У окна стоял ткацкий станок, а на нём видна была начатая подушка с польским Орлом и Погоной. На кровать была брошена, видно, недавно купленная картина без рамы, представляющая карпацкую околицу, на столе в беспорядке лежало множество книжек, гравюр, клубочков, очень красивый мундштук для лошади и красивая плётка с серебряной головкой. На одном из стульчиков была шляпа из зелёного войлока, на другом – огромный старый фолиант, на полу – какая-то отлитая статуя, а на ковре при канапе отдыхал очень красивый белый пудель в коричневом ошейнике, спящий словно после великой усталости. В удобном кресле при другом окне сидела за ткацким станком немолодая женщина, очень полная, красивой и мягкой физиономии.
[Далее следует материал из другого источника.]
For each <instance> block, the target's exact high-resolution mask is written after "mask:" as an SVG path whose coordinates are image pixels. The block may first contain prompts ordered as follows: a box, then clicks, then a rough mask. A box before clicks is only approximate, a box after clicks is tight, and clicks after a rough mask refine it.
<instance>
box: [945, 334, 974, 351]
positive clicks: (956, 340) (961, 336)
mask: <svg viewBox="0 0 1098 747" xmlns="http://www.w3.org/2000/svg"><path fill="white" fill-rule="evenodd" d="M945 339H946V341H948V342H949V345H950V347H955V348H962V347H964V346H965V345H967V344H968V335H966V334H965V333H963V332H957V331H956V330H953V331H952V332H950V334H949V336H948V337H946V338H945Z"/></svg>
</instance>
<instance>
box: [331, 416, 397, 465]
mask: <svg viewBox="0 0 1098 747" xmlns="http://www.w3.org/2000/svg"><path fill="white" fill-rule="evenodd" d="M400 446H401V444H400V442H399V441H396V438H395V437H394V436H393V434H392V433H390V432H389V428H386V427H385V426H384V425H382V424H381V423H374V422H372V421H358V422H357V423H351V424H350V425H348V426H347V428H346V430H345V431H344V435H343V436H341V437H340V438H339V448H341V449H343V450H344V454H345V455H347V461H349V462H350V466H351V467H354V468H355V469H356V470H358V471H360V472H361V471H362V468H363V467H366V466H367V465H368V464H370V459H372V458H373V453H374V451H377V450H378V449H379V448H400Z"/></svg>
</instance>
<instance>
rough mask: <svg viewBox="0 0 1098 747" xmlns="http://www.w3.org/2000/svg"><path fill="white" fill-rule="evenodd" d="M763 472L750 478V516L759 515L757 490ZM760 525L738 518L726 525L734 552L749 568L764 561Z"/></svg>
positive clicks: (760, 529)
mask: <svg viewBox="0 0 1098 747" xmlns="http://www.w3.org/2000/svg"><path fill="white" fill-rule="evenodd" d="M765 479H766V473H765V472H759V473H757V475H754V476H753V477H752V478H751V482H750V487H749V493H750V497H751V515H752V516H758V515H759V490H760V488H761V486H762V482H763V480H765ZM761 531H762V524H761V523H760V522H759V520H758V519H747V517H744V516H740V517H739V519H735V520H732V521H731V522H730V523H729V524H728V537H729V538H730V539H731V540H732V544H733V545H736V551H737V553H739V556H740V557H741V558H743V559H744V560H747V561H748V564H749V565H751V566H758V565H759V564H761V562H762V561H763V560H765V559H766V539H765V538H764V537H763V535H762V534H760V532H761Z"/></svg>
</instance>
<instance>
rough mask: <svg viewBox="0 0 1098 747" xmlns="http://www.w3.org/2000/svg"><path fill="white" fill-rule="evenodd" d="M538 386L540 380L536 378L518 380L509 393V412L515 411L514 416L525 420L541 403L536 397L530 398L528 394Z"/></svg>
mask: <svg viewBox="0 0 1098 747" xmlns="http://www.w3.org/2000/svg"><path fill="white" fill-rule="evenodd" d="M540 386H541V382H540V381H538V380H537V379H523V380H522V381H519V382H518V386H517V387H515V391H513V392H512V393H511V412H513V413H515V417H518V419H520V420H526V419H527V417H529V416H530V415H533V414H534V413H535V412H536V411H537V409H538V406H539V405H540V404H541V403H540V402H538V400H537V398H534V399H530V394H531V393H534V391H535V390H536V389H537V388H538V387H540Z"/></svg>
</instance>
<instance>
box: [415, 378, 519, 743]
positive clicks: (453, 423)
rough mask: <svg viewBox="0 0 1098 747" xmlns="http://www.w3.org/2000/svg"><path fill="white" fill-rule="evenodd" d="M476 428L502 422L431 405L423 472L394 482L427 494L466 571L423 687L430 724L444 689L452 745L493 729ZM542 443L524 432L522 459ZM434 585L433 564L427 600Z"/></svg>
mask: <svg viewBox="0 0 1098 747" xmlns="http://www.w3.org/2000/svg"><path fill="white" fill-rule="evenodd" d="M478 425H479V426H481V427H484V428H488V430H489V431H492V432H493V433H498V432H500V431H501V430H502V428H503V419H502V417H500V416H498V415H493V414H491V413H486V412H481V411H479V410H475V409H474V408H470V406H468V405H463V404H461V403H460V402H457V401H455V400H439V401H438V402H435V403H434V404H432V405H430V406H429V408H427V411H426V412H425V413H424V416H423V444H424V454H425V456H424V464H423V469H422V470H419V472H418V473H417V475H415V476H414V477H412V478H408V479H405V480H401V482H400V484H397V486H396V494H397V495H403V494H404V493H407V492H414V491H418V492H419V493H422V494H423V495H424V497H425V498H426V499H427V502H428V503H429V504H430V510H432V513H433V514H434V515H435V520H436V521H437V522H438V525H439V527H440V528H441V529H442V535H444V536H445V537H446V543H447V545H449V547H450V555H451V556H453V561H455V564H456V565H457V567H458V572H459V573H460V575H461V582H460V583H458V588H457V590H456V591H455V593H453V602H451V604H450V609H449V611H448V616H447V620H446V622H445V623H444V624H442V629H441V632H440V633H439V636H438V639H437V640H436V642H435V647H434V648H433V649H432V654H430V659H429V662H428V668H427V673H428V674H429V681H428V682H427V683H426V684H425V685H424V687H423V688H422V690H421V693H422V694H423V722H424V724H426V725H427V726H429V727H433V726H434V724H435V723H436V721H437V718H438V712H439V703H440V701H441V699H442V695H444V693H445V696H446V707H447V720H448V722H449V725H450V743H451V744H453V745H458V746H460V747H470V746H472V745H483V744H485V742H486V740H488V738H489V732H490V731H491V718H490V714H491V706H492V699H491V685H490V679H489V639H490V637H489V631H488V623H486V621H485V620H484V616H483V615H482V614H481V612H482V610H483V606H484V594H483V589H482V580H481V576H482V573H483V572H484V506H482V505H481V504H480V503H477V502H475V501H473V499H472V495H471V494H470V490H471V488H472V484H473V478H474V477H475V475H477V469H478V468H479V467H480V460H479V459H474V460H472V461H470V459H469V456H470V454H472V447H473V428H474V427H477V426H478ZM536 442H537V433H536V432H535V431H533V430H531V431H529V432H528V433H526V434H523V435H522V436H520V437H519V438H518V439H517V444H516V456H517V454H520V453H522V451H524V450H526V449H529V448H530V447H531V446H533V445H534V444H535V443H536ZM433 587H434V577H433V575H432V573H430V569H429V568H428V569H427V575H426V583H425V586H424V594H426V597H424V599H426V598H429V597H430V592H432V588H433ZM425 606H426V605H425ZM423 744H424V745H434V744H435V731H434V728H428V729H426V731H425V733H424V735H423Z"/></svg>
Она прервала свою работа ради книжки, которую листала с великой заинтересованностью, иногда только из-под очков поглядывала на прохаживающуюся молодую особу, на лице которой явно рисовалось какое-то беспокойство.
Читатель легко догадается, что имеет перед собой ту знаменитую панну, Ядвигу Жилскую. Для описания её лица и фигуры, очерченных вчера паном Генриком, не добавим ничего, кроме того, что была одета с большим вкусом. На ней было одето лёгкое платье кармелитского цвета, чрезвычайно широкое, со складками и красиво драпирующееся по фигуре, против обычая, никаким кринолином не охваченное, толстый шёлковый пояс с длинными концами охватывала её в поясе. Белые гладкие манжетики и такой же воротничок очень дополняли скромный, но к лицу, наряд. Волосы у неё были сплетены греческим способом в большие косы, обёрнутые вокруг головы и искусно уложенные узлом. Красивые тёмные глаза, простой нос, немного широкие румяные уста поражали в этом немного загорелом и зарумяненном здоровьем лице.
В очень красивой белой ручке она держала книжку, но её не читала, лихорадочно срывалась несколько раз к окну, как бы что-то ожидая, потом, задумчивая, ходила снова, давая матери признаки нетерпения. Тётка, поглядывая на неё, иногда пожимала плечами. Какое-то время продолжалось молчание, когда в дверь салона постучали. Ядвига быстро к ней подбежала и, поговорив в течение минуты с кем-то стоящим на пороге, поскакала вся зарумянившаяся к тётке.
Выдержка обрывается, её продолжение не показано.